The roads were blocked with limbers loaded with shells to feed the guns, the horses straining at the traces knee-deep in mud and water, trying to pull the heavy carts, the drivers yelling and flying the whip, and our progress was slow.

As evening approached we crossed the open field where we had been shelled coming in and saw dozens of horses sprawled out along the roadside. We passed one of our battalions silently splashing through the icy water, tired and bedraggled from three days of constant fighting, their faces white and drawn as they trudged back to the reserve billets. They did not march in order but in a straggling line, picking their way through the water-covered fields to avoid the mud of the road, and there was not three hundred of the original twelve hundred left!

Just before we entered the forest beyond the field, I turned in my saddle and looked back toward the positions for the last time.

Another bombardment was on, and while I could not hear it, I could feel the heavy air vibrations as it rolled in drum-fire, and could see the rockets rise, flickering over the dark forest which lay between. A gray haze of smoke stretched above the tree-tops, dimly visible in the fast fading light, marking the barrage.

Fig. 16. A dressing station back of the lines at the battle of Postovy. The tent is covered with boughs to prevent discovery by enemy aeroplanes. Note the stacks of rifles, taken from the wounded. They were collected every two hours and given to troops who were waiting to attack but who had no weapons. All had orders, when wounded to bring back their rifles at any cost.

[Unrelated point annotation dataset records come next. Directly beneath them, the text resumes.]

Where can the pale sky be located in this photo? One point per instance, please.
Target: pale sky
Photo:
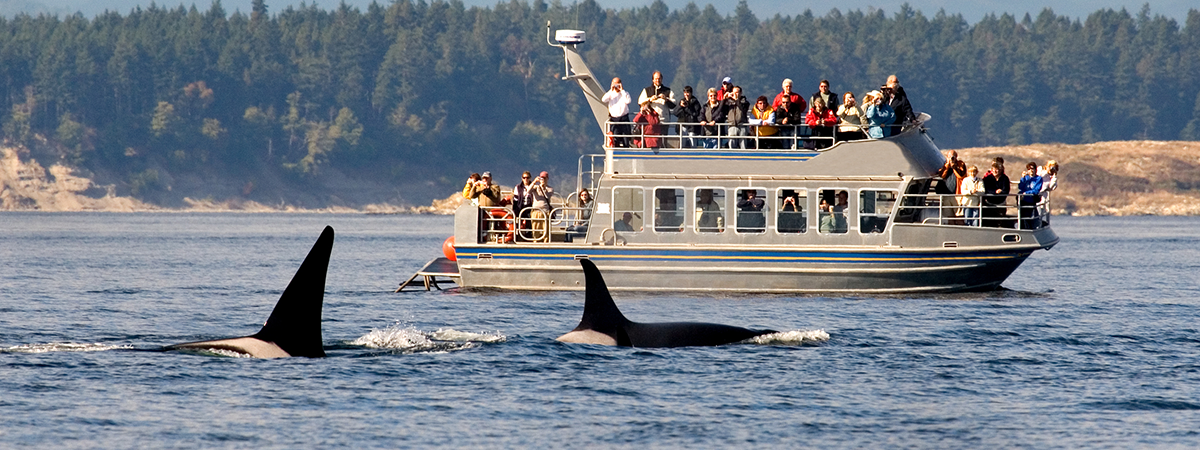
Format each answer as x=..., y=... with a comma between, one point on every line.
x=971, y=10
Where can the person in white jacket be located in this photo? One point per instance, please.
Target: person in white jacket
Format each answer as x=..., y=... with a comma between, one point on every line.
x=969, y=196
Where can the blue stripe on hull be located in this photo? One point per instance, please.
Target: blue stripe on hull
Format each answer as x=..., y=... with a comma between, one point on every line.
x=738, y=256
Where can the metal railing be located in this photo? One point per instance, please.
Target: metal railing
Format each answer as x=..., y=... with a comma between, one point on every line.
x=994, y=211
x=690, y=136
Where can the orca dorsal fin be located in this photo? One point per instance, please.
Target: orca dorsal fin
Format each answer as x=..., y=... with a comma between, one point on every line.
x=294, y=324
x=600, y=313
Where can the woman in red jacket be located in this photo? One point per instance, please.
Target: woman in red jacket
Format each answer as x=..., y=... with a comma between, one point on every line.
x=821, y=120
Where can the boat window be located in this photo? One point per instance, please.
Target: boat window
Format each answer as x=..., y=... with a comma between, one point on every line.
x=669, y=210
x=874, y=209
x=627, y=209
x=832, y=211
x=711, y=210
x=790, y=204
x=751, y=210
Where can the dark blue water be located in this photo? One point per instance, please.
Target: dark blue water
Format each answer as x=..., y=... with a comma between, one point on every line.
x=1095, y=345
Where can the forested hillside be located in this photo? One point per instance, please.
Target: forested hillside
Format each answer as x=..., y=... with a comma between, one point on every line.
x=400, y=102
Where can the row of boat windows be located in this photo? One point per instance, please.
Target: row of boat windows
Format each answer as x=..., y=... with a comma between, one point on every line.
x=786, y=211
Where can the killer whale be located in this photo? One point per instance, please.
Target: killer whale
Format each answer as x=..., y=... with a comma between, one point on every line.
x=604, y=324
x=294, y=327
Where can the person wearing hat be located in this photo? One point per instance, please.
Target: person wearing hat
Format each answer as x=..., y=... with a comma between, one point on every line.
x=726, y=89
x=796, y=99
x=617, y=99
x=484, y=192
x=879, y=114
x=540, y=193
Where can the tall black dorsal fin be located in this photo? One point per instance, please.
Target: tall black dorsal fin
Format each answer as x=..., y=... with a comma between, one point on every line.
x=295, y=323
x=600, y=313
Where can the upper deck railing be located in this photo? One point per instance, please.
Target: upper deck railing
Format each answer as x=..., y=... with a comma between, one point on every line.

I turned, and touching my horse lightly with my spurs, passed into the forest, the trees shutting off my last view of that great battle. It ended in failure so far as advancing our lines was concerned, but it served to divert a great number of German troops from our hard-pressed French allies at Verdun---and perhaps that achievement was worth all it cost. In that battle we lost half of our army corps of 50,000 men; and other corps which were engaged before it was over---it lasted several days after I left---also lost heavily. On our side there were thirteen attacks of importance. It required men with nerves of steel to charge across that hell of No Man's Land, but those Russian peasant soldiers did it time after time. They realized that it was almost sure death to do so, but there was no flinching. Many were killed in the reserve positions without even a rifle in their hands; for because of the machinations of pro-German plotters in Petrograd our troops never had sufficient rifles. Many times they had to wait until rifles taken from the wounded could be given to them. There is nothing which will break the morale of troops so quickly as to be under shell fire without a weapon of defense in their hands. Then, too, the knowledge that they had been betrayed to the Germans, that they had known for weeks before of our plans and had concentrated such an overwhelming amount of guns and men at this point to break down our attacks, had a most depressing effect. The wonder of it was that our troops attacked at all in the face of such discouragement.